シャープ,次世代液晶と携帯を軸に経常利益4割増へ

 シャープは4月25日,2002年3月期決算を発表した。前期は業績が悪化したものの,今期は景気が回復すると予測。次世代液晶事業や携帯電話端末事業などで事業を拡大するとともに,一層のコスト削減を図るとしている。

 前期は,売上高が1兆8038億円(前期比10.4%減),営業利益は736億円(同30.5%減),当期純利益は113億円(同70.6%減)だった。

 同社は前期,液晶カラーテレビ「AQUOS」をはじめ,1ビットアンプとDVDを搭載したホームシアターシステム「Auvi」,薄型・軽量ノートPC「MURAMASA」,TFT液晶/カメラ搭載携帯端末など独自性を重視した製品を投入した。

 しかし,米国をはじめとする世界経済の不振や,国内の個人消費の低迷などが業績の足を引っ張ったほか,株式市場の低迷による投資売却損/評価損を計上したことから,当期純利益は大幅に減少した。

 事業分野別の売上で見ると,AV/通信機器部門は液晶カラーテレビや携帯端末などが好調に推移し,前期比2.9%増だった。

 だが,エアコンや洗濯機などの電化機器部門で,家電リサイクル法に伴う駆け込み需要の反動や暖冬が影響し,売上が前期比6.6%減となったほか,情報機器部門でもPCの不振が影響し,売上は前期比3.5%減と,業績が大幅に悪化した。

 液晶部門も大型TFT液晶ディスプレイの価格下落や携帯電話向けの需要低下が影響し,売上は前期比で30.2%減少した。またIC部門でも,フラッシュメモリ事業の業績が悪化し,売上は前期比35.7%減となった。

 しかし同社は今期について,国内の景気に底入れ感が見られるほか,米国経済も回復に転じ,業績は拡大すると予測している。

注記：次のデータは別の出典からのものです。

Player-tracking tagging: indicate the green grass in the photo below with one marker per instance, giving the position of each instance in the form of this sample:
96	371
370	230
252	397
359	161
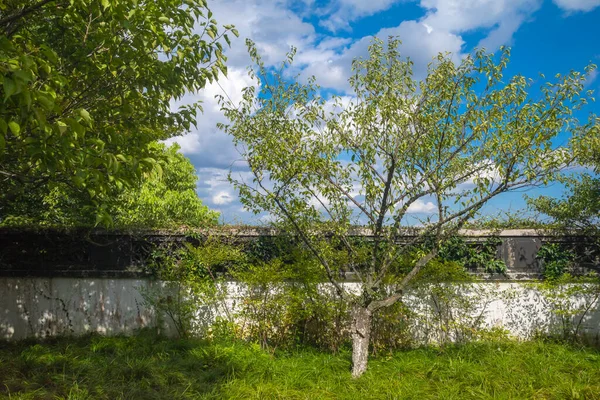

 同社は,液晶パネルにドライバやコントローラなどを集積した「システム液晶」の量産を始めるほか,今後も携帯電話端末や白物家電分野で独自性のある製品を投入,事業拡大を目指すとしている。また需要の拡大が見込まれるCCDやCMOSセンサー,液晶用LSI,太陽電池事業でも事業を強化する。

 こうした取り組みに加えて,今後もさらにコスト削減を押し進め,今期は連結売上高を2兆円(前期比11%増),経常利益を680億円(同39%増),当期純利益を370億円(同約3倍)と予測している。